Marion Oppel tries to spend as much time away from her home at The Junction because she doesn’t feel safe, and said despite bringing complaints to staff, nothing has been done.
But according to the John Howard Society of North Island, which operates the building and provides services to its residents, safety for all who live in the three-storey modular apartment building on 8th Street in Courtenay, is their primary concern.
The Junction, a 46-unit supportive housing project which was opened in April this year, is a housing facility for people experiencing homelessness. Each unit has a kitchenette and washroom, and the ground floor includes a commercial-grade kitchen, common dining area and laundry facilities.
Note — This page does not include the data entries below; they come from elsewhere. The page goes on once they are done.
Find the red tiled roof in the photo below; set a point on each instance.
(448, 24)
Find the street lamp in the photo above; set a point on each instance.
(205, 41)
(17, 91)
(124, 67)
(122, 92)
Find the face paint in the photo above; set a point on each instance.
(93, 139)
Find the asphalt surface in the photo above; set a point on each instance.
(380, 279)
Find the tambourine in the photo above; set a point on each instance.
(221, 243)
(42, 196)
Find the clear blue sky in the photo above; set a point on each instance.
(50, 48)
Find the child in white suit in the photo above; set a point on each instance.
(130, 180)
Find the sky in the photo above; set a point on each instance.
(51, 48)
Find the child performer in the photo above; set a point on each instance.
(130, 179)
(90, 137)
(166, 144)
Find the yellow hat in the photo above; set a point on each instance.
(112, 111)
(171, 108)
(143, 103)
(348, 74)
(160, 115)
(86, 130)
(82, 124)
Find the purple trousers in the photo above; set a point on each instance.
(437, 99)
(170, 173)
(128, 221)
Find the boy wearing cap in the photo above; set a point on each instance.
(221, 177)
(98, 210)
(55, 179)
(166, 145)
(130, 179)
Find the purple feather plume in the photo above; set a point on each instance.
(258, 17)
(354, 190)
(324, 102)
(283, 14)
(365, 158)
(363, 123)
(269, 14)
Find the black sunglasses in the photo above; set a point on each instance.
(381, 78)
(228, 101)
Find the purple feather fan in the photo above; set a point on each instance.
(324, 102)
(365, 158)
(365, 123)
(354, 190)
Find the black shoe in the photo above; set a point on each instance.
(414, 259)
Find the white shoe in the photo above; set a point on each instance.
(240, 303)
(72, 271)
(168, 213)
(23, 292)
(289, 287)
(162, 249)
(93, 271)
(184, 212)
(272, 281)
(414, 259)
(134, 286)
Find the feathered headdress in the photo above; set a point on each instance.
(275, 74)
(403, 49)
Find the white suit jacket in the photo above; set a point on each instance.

Oppel, who moved into her unit at the end of April, said she has witnessed tenants physically and verbally abusing each other in the public areas.
She said she has brought the issue up to on-site staff and has filed two formal complaints with the John Howard society. While staff has informed her some tenants are dealing with addiction or mental health issues, Oppel noted that is no excuse to allow abuse to other tenants.
“When I first moved in, I felt safe. I don’t feel safe now. (Staff) has to step up and deal with this – it’s making all of us look bad – there’s a stigma,” she explained.
“A lot of us are not bad, and it’s not what we want to be.”
After about five months at The Junction, Oppel is now looking at alternative housing. Residents at The Junction pay $375 a month – the social assistance shelter allowance provided by the B.C. government. (Rent includes two meals a day).
Other housing options will be above her budget, she explained, and paying rent outside The Junction will cut into her monthly food budget, but Oppel said moving into a new residence is worth it.
Wendy Richardson, executive director of the John Howard Society of North Island said the role of The Junction is not that of affordable housing, rather supportive housing.
“We do occasionally get complaints, but we are low-barrier housing for street-entrenched individuals and many have mental health and addiction issues. The goal for us is that they become healthy, and we are a different kind of housing that might meet their needs.”
The intent for the JHS is to deliver a program that will help tenants achieve stability in housing while supporting them in accessing community-based services that will optimize health and wellness.
Richardson explained if a disruption takes places with tenants, staff are well-trained but it doesn’t mean a tenant will be evicted.
“We work in a very progressive way, and people are learning how to cope. Staff will step in and they are on site. When we are dealing with some tenants they have issues that are deeply embedded and we have to strike a balance where we enforce rules with a level of comfort; that doesn’t happen overnight.”
As the housing is considered supportive, Richardson said they provide a home for those who otherwise would not be able to manage living by themselves, which is one of the reasons food is included. Some tenants, she added, are chronically ill.
There have been a few people who have been asked to leave The Junction, but she added there have been “very, very few situations where someone was harmed.”
As for those such as Oppel who are looking to leave, Richardson said there is a success to be found, as The Junction was used a stepping stone.
“She has a roof over her head while she is searching, is able to manage by herself and has access to services to assist, which is leading her to search for affordable housing. She may not have had access to that previously.”